Yep, bizarre. Like a PP said, I wouldn’t be happy with this even if they were children.

Mandarinfish · 31/01/2020 18:02

Is the account used literally only for costs associated with their shared DC? Is he open and transparent about his finances in other ways? What does he say when you express your dissatisfaction with this arrangement?

Scapegoatforlife · 31/01/2020 18:17

The thing is ..its been fine for 11 years ?

Why is it now an issue for you ?

MurrayTheMonk · 31/01/2020 18:17

I've still got a joint account with my exh. We use it to pay stuff for the kids out of-debits etc and also to save up/put in money for their Christmas and birthdays... I don't see it as a huge issue really...

TARSCOUT · 31/01/2020 18:21

As long is money goes purely in for the 'children' don't see an issue tbh.
Would expect it to close when they are no longer at Uni tho..

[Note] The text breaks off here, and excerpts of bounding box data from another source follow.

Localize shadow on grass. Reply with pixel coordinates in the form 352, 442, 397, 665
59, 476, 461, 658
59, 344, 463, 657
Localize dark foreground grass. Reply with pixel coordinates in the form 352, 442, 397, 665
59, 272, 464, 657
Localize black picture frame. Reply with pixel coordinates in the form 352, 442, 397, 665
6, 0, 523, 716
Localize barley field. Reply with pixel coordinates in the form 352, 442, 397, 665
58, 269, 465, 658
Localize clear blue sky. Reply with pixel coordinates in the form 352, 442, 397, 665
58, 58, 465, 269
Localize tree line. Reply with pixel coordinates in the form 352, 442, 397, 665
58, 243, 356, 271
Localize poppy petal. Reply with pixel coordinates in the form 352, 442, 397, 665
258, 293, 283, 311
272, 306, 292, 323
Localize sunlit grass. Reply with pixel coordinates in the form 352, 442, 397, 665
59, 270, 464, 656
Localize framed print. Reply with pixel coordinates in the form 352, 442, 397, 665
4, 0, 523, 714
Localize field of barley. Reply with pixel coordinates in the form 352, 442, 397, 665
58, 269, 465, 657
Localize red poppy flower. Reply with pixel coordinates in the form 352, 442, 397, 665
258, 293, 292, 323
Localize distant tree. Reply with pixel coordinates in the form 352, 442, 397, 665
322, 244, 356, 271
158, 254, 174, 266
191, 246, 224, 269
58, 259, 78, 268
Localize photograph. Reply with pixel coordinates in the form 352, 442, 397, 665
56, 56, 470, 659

Urkiddingright · 31/01/2020 18:23

Supporting their adult children through a joint account is really weird imo. They are adults, some 23 year olds are married with children (I was). If they need money from their parents in an emergency they should contact them individually and the parent can simply put some into their bank account. I really don’t see the name for a joint account at all.

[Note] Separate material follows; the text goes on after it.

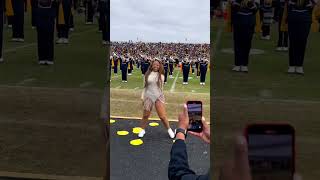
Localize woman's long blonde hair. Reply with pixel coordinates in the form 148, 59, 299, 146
144, 59, 164, 88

Urkiddingright · 31/01/2020 18:23

*need for not name.

If they were younger it would be more understandable but they’re adults who should have jobs.

AmelieTaylor · 31/01/2020 18:31

It’s weird & unnecessary. There’s just no need for a joint account with an ex, children or not & it opens you up to having his AND YOUR credit rating fucked by them

It’s also oddly clinging onto a past lift

After this long why are you suddenly concerned by it though?!

Other posters

If parents want to help support their adult children then it’s up to them, maybe they like to relieve financial
Pressure on the adult children at university so they have more time to study & less stress. Just because some people had houses and babies by that age, doesn’t mean other parents had to make the same choices.